Ante dicha problemática, el ejecutivo aprobó el RDL 15/2020 para ofrecer una solución normativa específica para los arrendamientos de los locales de negocio afectados por la crisis, señalando en la exposición de motivos que de esta manera se regula de forma específica la aplicación de la cláusula rebus sic stantibus para este tipo de relación arrendaticia.
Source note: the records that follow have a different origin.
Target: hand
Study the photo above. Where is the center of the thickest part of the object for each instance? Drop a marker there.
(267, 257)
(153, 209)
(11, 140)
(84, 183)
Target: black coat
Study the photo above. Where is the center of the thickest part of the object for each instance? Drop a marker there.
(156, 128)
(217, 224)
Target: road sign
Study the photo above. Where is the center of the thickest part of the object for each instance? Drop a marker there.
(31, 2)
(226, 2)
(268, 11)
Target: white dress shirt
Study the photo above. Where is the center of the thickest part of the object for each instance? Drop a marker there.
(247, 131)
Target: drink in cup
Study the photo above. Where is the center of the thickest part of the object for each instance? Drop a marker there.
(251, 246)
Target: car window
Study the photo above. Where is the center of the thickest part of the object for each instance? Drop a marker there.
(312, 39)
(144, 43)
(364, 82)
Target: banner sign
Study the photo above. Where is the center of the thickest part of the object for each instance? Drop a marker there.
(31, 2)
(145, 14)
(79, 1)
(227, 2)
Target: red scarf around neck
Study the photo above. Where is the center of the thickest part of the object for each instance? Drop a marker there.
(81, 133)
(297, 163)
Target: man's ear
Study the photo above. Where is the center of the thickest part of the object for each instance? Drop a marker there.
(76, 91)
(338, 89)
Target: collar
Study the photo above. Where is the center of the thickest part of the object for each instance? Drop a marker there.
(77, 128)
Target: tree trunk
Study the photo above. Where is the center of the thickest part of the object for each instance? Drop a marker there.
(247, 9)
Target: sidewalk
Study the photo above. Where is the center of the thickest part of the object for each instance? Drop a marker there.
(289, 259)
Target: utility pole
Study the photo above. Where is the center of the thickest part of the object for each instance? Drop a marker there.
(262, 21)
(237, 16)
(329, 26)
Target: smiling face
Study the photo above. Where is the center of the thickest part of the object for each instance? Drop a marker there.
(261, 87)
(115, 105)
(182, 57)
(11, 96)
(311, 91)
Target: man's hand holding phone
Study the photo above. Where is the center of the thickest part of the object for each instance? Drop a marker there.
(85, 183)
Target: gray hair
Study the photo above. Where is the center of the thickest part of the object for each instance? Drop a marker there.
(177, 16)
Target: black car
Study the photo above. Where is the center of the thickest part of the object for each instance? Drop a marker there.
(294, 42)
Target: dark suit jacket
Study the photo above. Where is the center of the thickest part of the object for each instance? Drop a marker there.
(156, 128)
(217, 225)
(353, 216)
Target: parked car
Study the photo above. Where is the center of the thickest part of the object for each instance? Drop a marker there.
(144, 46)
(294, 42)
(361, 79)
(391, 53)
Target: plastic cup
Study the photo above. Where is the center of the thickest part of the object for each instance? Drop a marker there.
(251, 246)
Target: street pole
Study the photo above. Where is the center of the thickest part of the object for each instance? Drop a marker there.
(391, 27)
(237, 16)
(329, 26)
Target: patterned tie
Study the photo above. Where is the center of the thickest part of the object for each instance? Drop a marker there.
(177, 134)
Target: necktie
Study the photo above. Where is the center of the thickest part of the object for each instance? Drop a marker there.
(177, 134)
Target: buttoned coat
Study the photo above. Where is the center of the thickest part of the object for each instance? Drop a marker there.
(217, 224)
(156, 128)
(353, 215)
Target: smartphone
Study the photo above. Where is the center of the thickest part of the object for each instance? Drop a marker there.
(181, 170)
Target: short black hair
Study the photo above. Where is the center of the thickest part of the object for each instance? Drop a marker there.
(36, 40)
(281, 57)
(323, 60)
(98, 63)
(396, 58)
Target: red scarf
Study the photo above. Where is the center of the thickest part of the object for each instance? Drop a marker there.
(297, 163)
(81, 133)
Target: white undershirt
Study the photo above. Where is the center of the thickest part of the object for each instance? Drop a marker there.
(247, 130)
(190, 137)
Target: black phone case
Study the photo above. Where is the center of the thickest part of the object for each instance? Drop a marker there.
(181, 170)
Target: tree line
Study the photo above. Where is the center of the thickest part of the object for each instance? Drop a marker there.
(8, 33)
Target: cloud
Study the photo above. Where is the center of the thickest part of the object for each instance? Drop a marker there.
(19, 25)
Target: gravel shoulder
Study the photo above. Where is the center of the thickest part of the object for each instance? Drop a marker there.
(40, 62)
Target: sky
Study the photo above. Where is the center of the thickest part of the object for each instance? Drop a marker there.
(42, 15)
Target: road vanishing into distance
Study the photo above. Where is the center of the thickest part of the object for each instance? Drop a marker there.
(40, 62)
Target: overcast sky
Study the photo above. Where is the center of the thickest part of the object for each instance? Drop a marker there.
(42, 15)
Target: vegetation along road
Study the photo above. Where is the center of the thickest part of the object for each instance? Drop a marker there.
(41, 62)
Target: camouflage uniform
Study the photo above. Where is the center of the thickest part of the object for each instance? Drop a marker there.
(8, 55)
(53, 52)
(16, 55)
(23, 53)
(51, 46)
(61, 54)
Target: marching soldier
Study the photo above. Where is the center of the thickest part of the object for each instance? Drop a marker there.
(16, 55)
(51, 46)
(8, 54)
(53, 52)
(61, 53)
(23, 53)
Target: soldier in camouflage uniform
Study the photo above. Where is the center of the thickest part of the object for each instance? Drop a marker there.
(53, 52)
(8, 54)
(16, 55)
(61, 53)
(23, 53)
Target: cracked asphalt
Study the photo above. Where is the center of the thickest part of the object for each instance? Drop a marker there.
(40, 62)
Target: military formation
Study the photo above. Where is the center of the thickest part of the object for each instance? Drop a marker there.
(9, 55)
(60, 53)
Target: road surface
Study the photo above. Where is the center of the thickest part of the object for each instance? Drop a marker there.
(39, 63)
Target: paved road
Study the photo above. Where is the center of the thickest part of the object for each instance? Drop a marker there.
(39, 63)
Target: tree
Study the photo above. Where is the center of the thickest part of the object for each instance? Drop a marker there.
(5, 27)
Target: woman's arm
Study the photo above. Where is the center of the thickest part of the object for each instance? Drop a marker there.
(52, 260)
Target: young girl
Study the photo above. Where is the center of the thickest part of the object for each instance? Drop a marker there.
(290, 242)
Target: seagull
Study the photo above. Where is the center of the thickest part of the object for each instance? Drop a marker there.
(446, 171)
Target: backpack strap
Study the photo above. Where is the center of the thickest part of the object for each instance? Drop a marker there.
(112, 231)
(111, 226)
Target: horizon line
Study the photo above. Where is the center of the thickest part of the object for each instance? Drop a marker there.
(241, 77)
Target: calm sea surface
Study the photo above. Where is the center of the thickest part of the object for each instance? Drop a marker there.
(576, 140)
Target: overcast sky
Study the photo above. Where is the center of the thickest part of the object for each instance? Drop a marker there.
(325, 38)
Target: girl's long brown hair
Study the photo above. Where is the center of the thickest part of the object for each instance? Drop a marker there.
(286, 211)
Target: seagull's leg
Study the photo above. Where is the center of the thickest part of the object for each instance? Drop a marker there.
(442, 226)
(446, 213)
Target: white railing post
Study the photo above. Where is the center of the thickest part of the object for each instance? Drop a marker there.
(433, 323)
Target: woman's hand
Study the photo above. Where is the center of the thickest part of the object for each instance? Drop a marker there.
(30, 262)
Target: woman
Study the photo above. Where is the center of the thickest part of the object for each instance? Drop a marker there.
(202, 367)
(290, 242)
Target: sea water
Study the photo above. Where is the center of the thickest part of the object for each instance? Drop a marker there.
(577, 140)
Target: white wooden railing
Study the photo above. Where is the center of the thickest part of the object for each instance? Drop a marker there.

A continuación, se adjunta el link en el que se detallan las medidas introducidas por el RDL 15/2020.

Es importante destacar que, las medidas previstas por el RDL 15/2020 únicamente se aplican a los arrendatarios que sean autónomos o PYMES cuya actividad se haya visto suspendida por el estado de alarma o, en su defecto, hayan sufrido una disminución de su facturación en el mes natural a la solicitud del aplazamiento de, al menos, el 75%.

Además, el RDL 15/2020 contempla un trato diferente para los arrendatarios según su arrendador sea o no, una empresa o una entidad pública de vivienda o un gran tenedor. Así pues, si la parte arrendadora se trata de una empresa o una entidad pública de vivienda o un gran tenedor, el arrendatario podrá solicitar una moratoria en el pago de la renta durante el periodo que dure el estado de alarma y sus prórrogas y hasta 4 meses después si el plazo anterior resultara insuficiente. Dicha solicitud deberá ser aceptada obligatoriamente por el arrendador. Por el contrario, si nos encontramos ante otra tipología de arrendadores, el arrendatario podrá solicitar una moratoria en el pago de la renta. Sin embargo, el arrendador no estará obligado a aceptar dicha solicitud.

En definitiva, debe ponerse de manifiesto que las medidas incorporadas por el Gobierno mediante el RDL 15/2020 tienen un alcance más acotado que el reconocido por la doctrina general de la rebus sic stantibus, en la medida en que se limita a establecer una moratoria de la renta, y en ningún caso se plantea una posible reducción o suspensión de la misma. Asimismo, dichas medidas únicamente proporcionan una solución para aquellos arrendatarios que sean autónomos o PYMES, y cuyos arrendadores sean empresa o entidad pública de vivienda, o un gran tenedor.

Finalmente, por lo que respecta a los arrendamientos que no cumplan los requisitos para acogerse a dichas medidas, el RDL 15/2020 no prevé ninguna solución alternativa. Ante dicha situación, las partes se verán abocadas a alcanzar un pacto que facilite el pago de la renta o eventualmente deberán acudir a los tribunales para que sea el juez quien valore y, en su caso, reestablezca el equilibrio de las prestaciones del contrato de arrendamiento. Sin embargo, teniendo en cuenta que el RDL 15/2020 sólo prevé la moratoria de la renta como forma de reequilibrio, cabe la duda de si los tribunales irán más allá y aceptarán en algún caso una rebaja o suspensión de la misma cuando una norma con rango de ley no lo prevé.